Short-term rentals in the Cape Town CBD and surrounding market show high return on investment

The Cape Town CBD and surrounding residential property market has shown substantial growth since 2011 and, with the Rand value of residential sales in the CBD more than doubling from R115 million in 2011 to R296m in 2014, it’s emerging as one of the city’s strongest residential growth nodes.

Apartments in the new Icon building on the Foreshore, within walking distance of the Cape Town International Convention Centre, are highly sought after and priced from around R1.895 million for a one bedroom, up to R7.995m for a 220m² penthouse.
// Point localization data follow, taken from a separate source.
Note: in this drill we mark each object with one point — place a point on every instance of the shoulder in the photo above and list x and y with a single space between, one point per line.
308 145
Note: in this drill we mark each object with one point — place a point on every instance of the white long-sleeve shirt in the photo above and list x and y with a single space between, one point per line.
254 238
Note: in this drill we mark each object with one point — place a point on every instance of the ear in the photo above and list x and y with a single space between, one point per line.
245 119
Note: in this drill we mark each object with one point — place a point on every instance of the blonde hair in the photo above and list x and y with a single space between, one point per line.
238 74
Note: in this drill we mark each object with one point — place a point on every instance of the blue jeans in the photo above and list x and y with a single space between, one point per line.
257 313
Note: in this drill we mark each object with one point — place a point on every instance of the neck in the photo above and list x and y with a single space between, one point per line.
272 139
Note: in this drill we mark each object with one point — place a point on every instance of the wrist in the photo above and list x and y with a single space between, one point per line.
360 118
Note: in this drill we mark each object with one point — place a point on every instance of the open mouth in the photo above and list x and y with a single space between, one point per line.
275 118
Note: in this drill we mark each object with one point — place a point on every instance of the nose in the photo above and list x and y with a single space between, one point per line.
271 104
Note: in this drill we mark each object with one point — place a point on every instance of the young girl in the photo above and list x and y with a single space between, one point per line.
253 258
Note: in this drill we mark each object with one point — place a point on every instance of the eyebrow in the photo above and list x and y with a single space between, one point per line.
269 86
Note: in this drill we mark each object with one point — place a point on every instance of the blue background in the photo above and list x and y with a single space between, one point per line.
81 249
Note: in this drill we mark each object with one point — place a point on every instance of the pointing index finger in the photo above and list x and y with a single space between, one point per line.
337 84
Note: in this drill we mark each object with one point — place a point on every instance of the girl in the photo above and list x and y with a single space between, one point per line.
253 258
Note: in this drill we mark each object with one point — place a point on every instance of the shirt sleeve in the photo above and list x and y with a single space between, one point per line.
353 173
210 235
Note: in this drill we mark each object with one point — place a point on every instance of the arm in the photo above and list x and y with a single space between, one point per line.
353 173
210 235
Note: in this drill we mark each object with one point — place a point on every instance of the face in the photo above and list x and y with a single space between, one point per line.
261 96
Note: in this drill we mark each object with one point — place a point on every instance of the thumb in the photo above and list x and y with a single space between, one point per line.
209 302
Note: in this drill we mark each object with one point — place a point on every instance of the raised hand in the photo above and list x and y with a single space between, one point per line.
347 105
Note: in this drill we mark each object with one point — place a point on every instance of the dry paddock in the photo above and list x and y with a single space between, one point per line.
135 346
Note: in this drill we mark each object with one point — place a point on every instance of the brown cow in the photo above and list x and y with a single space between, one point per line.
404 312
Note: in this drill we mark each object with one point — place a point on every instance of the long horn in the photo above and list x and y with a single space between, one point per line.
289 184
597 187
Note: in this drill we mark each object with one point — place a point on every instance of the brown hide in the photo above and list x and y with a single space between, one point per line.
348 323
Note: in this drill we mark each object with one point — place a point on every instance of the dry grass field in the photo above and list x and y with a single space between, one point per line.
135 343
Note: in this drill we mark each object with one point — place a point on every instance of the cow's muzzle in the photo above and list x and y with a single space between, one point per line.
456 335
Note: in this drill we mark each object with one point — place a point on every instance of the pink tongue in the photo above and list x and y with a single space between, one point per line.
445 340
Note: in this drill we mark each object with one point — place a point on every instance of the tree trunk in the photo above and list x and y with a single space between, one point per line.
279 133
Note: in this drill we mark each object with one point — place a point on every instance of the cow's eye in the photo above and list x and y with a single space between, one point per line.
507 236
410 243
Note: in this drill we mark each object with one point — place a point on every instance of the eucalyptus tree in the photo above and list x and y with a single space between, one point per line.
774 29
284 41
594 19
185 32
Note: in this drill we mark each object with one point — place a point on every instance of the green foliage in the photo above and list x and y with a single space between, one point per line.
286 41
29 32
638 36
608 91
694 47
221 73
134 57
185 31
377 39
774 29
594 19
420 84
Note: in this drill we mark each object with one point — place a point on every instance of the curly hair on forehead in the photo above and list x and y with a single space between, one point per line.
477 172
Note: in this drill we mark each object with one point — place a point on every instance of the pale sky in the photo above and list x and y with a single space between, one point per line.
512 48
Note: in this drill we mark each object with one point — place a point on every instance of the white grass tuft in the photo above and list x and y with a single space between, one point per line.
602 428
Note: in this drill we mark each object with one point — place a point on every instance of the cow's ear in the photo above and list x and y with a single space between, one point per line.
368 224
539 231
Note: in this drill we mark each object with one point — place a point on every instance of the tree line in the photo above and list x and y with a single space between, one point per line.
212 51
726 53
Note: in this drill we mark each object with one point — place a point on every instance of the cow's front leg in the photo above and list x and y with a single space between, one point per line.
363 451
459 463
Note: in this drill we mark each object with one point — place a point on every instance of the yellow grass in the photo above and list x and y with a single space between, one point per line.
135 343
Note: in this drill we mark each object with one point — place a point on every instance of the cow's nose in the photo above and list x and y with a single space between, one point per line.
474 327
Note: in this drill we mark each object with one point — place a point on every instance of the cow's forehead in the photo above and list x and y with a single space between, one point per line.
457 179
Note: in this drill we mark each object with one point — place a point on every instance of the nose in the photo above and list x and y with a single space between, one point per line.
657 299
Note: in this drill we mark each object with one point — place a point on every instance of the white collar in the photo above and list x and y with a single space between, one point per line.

Properties in buildings such as these are increasingly being bought for their investment potential because of the high return of short-term letting.

“Most popular with investors are sectional title apartments which promise solid returns and many people are buying as a long-term investment,” says Brendan Miller, CEO of Lew Geffen Sotheby’s International Realty Atlantic Seaboard, which includes De Waterkant, the City Bowl, CBD and Foreshore area.

According to the Cape Town Central City Improvement District’s annual State of Cape Town Central City Report: 2014 A Year in Review, the average size of city centre units is 80.73m², with the average sale price last year R1.552 million or R19 227 m². Although, overall, apartments stayed on the market for an average of 109 days, 71.27% of those sold within 90 days and most in under a month, “demonstrating that well-priced residential units in the CBD continue to be snapped up”, says the report.

Miller adds that an emerging trend in the area is the shift toward short-term rentals rather than longer leases by investor owners due to the exceptionally high return on investment.

“The return on investment in these areas is higher than, for example, the Atlantic Seaboard, because property prices are lower and year-round corporate demand for accommodation means owners aren’t dependent the summer months to ensure occupation.”

He attributes to several key factors to year-round occupancy levels of more than 70%, including proximity to major businesses and headquarters in the CBD and Waterfront, as well as the continuous host of popular events which take place in Cape Town.

“Not only is the Cape Town International Convention Centre (CTICC) a constant source of tenants for upmarket accommodation in the city, De Waterkant and Canals precincts, but there also many regular attractions in town as well as several major sports events like the Pick and Pay Cycle Tour and the Two Oceans Marathon.”

“Occupancy is therefore almost year round and with the average daily rate of R1300 for a two bedroom apartment in low season and up to R2 700 in high season, you can see the value of this sort of investment.”

Although entry-level prices to the CBD area are around R1.2m, Miller says these properties are extremely rare.

”Properties in the next tier up, such as an A-Grade one-bedroom in a building like the Icon, are available for around R1.8m but they fly off the shelf. Two-bedroom units in good buildings generally start at around R2.5m and are also in great demand.”

Miller says other positive advantages of short-term lets in the CBD area include the level of clientele it attracts and that more regular maintenance inspections enable better upkeep of the property.

However, the days of just leaving keys with a relative, friend or estate agent are long gone and to optimise one’s investment and secure solid returns, Miller says that reliable property management services are essential.

“Landlords,” he says,” are increasingly opting to partner with a skilled and credible rental agency that knows what is in demand, in which areas and at what price.”

He says that when choosing an agent it is essential to look for one with experience in the rental market, knowledge of the area and especially one who will always put your interests first.

Lew Geffen, Chairman of Lew Geffen Sotheby’s International Realty, says his advice to investors wanting to enter this market is to look at the newer A-Grade buildings which offer 24-hour security as well as other facilities, such as gyms and on-site restaurants.

“Having facilities at their fingertips means repeat business, especially from corporates,” Geffen says, “which has clearly been shown by the popularity of developments like Mandela Rhodes Place, the Icon, Harbour Bridge and The Adderley.”

One-bedroom apartments have proven the most popular for corporate travellers, and Geffen says that there is a simple formula for an excellent return in the CBD short-term rental market.

“A well-furnished apartment in building which is not only in the correct position but also offers tenants facilities and is managed by an experienced letting agent with a good online platform can almost guarantee you an excellent ROI,” he says.

“The knock on effect of the increased demand for residential property is the growing interest among developers to convert underutilised older commercial buildings in the CBD, and mixed-use commercial and retail developments in the area have mushroomed.

“We are seeing a great shortage of residential stock in and around the CBD, though, and the time is now for more developers to be looking at these opportunities.”